In the Day You Eat

God had said in the day you eat of [the fruit of the Tree of the Knowledge of Good and Evil], you shall surely die. They ate and didn’t die, not in that day. Their eyes were opened, they became like God, knowing good and evil. All this is even confirmed by God. It seems the serpent told no lie at all. What happened?

Part of it may be their exile, which is a kind of picture of death. Perhaps in the same way that a branch cut from a tree does not immediately look dead, but being cut off from its source of life, it really no longer lives, so Adam and Eve, being cut off from the Tree of Life no longer really lived. Maybe. But they never ate from that tree. It wasn’t their source of life. God breathed into the man’s nostrils the breath of life and he became a living creature. Still, they were cut off from the sanctuary, from the presence of God.
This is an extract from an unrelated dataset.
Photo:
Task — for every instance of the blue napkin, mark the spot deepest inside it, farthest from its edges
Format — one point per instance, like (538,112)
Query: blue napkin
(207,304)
A case can also be made out of the Hebrew grammatical construction. A stricter translation would read something more like in the day you eat of it, dying you shall die. Eating the fruit begins the process of ageing, decay, and death. The rest of their days would be a slow decline toward death. Dying, the process, you shall die, the end. This is certainly what we experience, and as far as that goes is good and true. I’m not sure the Hebrew is meant this way, though. This kind of construction is used throughout scripture for emphasis, as in the immediately preceding verse you may freely eat, or, eating you may eat—which is why nearly every English translation renders it you shall surely (or certainly) die.


A more complete answer might be found by digging into verse 21: And the LORD God made for Adam and for his wife garments of skins and clothed them. Where did the skins come from? An animal or animals had to die to provide the covering for them. This covering was given by God in place of the covering of fig leaves they had made for themselves. Why? To show that without the shedding of blood, there is no forgiveness—release, letting go, deliverance—from sin. This is the inauguration of the sacrificial system—or better, the provision of covering—later given more fully in Leviticus. The way back to the sanctuary is past the cherub and the flaming sword. Who can go through that? A man cannot enter, so he leans his hand on the head of an animal, identifying with it, sending it as his representative, and in a sense it carries him through the knife and the fire where it ascends to the glory cloud of the presence. This act, and most especially the blood spilled, provides a covering for the one who would draw near to God. This whole system is given by God as the way of approach. It is his provision, as is emphatically demonstrated by Jesus in his own death.

This helps (partly) explain why Abel’s offering was accepted and Cain’s wasn’t, and why Abel was a shepherd at all at a time when people didn’t eat meat (Gen 1:29-30, cf. Gen. 9:3). The fruit of the ground is a fine tribute or thanksgiving offering, but not an appropriate covering for the sin crouching at the door, trying to get mastery over him.